The research apparently did its job - I received an "A" in the course. Now it's a matter of diving back into it and seeing where I screwed up. There will obviously be many such locations.

Although the ouster of Akaev might not have been entirely expected by the opposition, those individuals involved did organize themselves as the opposition in a well-functioning democracy might, “by becoming cohesive, advocating for competition, and pursuing (and attaining) political goals (Akin 2007, 19). Still, the Tulip Revolution was more "a shift in power among clans than a democratic breakthrough." The newly-elected parliamentarians were allowed to keep their offices after the revolution, which effectively eradicates the rationale for the demonstrations in the first place (Beissenger 2006, 22). This is perhaps the saddest(but at the same time hopeful) outcome of the revolution; it would be akin to the newly-created United States of America fighting their Revolutionary War and then installing King George III as President. It should be noted that the parliamentarians did in fact gain their seats legally, if not unfairly. Allowing them to keep their offices could be a mark of reconciliation.

Like most of my larger research projects, the findings did not entirely sync up with what I started with. I only find this moderately troubling. Watch this space for a full posting of the finished piece once it's ready.

Thursday, May 29, 2008

Kyrgyzstan

I have finished and submitted my term paper for Democratization in the Middle East. Naturally, I did a democracy assessment for Kyrgyzstan. While not in the Middle East per se, it is a majority Muslim country that before 1991 had never been.

The research was the most fascinating thing. Taking my conversations with people about the nature of Central Asian identity beyond the talking and finding what actual scholars had to say was a real treat. I didn't find anything particularly shocking, really. In fact, most of what I thought I would find, I found. Still, it was good to see the process in action.

Conclusions: Slow and steady wins the democratization race. The final piece including bibliography came out to be just shy of 50 pages. As I understand it, the instructor only wanted 20-25. Ho hum.

It will be posted here when I've edited the little bugger sufficiently. Perhaps someday I'll turn it in to the big project that we always dreamed about.

Wednesday, February 20, 2008

Santa Claus

It's quite possible that I have no idea what is going on here:

http://morrire.livejournal.com/427196.html

Or it might be just what I think it is. A study by the Swedish consulting firm SWECO late last year determined that for Kris Kringle to maximize his gift-delivering to all the billions of young people across the world, he should be based in Kyrgyzstan.

The rest is at the BBC. What it boils down to is that the Kyrgyz government hosted a big celebration full of Santa Clauses and Ayaz Atas (Snow Father) and Ded Morozes (Grandfather Frost) and planned to name a mountain between the Osh and Naryn Oblasts as Santa's "new" home. RFE/RL also ran a big story about it.

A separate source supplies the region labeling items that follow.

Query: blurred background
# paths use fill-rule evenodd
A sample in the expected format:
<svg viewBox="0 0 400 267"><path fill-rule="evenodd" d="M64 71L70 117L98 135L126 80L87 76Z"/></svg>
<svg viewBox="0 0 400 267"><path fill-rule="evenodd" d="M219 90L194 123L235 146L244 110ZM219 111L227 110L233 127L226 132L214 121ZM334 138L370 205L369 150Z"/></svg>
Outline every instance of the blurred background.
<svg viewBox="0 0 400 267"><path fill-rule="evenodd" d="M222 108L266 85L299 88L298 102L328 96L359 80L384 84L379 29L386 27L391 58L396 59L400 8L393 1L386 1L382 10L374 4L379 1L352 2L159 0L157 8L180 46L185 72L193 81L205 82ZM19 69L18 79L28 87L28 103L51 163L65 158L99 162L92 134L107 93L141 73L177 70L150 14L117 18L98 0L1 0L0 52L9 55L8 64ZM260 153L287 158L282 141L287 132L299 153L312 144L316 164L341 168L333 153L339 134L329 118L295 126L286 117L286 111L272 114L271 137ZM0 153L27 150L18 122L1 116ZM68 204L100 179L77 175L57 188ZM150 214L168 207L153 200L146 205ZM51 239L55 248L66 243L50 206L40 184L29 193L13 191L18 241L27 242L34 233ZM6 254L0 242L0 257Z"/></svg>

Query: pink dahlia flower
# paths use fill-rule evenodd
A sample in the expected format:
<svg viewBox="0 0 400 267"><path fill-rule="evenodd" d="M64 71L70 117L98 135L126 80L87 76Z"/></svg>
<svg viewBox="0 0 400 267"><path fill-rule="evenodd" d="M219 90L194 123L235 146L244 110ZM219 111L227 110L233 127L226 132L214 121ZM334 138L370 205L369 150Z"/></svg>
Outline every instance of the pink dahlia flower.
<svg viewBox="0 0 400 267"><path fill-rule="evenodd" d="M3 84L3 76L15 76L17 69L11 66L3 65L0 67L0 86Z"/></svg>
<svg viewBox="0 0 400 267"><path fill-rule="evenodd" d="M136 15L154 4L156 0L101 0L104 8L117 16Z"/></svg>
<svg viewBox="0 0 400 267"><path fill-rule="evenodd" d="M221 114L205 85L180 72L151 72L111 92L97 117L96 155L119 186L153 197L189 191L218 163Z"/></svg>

While discussing the story with a friend in Kyrgyzstan, he lamented that this was just the sort of problem that the Central Asian Republics are trying to deal with: the question of identity in the wake of the collapse of the USSR. I suspect that the celebration and the naming of the mountain, just like the study that preceded them both, was slightly more benign than that, but the thought was now officially out. That friend and I, as well as two other people, are collaborating to research questions of identity just like this. We feel that it is important for some reason. Watch this space.

For me, though, the story illustrated an important point about religious identity, which just happens to be one of my research interests. In a nation whose population is probably 75% Muslim, this seems to be a cute little interfaith excursion. Of course, Kyrgyzstan is close to 20% Orthodox Christian, too, and even the Muslims there are mostly adherents of the Hanafi school, which distinguishes them from other, more strict denominations. Still, that Father Christmas can be revered in a Central Asian country is a good indicator that all hope is not lost, and that there are still options for getting along.

Or something slightly less sappy, but equally useful.